The main character, only referred to as 'the girl' leaves London, goes north on a train full of football fans and takes a trip in a white double-decker bus in an unnamed city she is visiting, although it is clearly based on Manchester, Delaney was born and grew up in nearby Salford. The Mayor, a local businessman, and the council's ceremonial macebearer happen also to be taking the trip while they show the city to visiting foreigners.

- Patricia Healey as the girl
- Arthur Lowe as the mayor
- John Sharp as the macebearer
- Julie Perry as the conductress
- Stephen Moore as young man
- Victor Henry as transistorite
- John Savident, Fanny Carby, Malcolm Taylor, Alan O'Keeffe as supporters
- Anthony Hopkins as Brechtian
- Jeanne Watts, Eddie King as fish shop couple
- Barry Evans as boy
- Penny Ryder as girl
- Dennis Alaba Peters as Mr. Wombe

===Red and Blue===

Jacky, an English cabaret singer goes to Paris for a nightclub engagement, where the romantic image of her songs is very different from the reality of her solitary life. Songs are by Serge Rezvani.

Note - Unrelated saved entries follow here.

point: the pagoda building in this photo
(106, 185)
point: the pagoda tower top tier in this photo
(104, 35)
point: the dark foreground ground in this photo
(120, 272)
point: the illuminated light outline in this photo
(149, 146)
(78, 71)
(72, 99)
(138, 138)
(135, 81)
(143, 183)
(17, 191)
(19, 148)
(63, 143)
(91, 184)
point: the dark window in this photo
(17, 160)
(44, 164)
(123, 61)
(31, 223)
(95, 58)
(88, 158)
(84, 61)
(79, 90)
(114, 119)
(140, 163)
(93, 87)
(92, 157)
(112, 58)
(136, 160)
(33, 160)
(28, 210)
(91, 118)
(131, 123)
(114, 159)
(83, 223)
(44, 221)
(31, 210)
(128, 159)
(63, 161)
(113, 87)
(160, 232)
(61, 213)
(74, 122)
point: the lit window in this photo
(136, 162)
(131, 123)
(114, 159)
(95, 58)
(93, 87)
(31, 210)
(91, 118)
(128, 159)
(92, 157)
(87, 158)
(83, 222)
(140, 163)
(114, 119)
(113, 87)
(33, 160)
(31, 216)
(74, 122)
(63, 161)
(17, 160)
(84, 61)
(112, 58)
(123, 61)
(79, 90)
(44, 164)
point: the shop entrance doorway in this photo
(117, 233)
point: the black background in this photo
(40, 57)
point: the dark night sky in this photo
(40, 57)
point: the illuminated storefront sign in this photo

- Vanessa Redgrave as Jacky
- John Bird as man on train
- Gary Raymond as songwriter
- Michael York as acrobat
- Douglas Fairbanks, Jr. as millionaire

==Production history==
It was originally commissioned by producer Oscar Lewenstein, then a director of Woodfall, with sections supplied by Lindsay Anderson, Tony Richardson and Karel Reisz. When Reisz's planned segment evolved into the feature-length Morgan: A Suitable Case for Treatment (1966), it was replaced by Peter Brook's Ride of the Valkyrie. The two other planned sections of the film developed into what became Richardson's Red and Blue and Anderson's The White Bus (1967). Of these, only The White Bus received a theatrical release in the UK.

==Release==
The rediscovered film was released by the BFI on Blu-ray and DVD in 2018.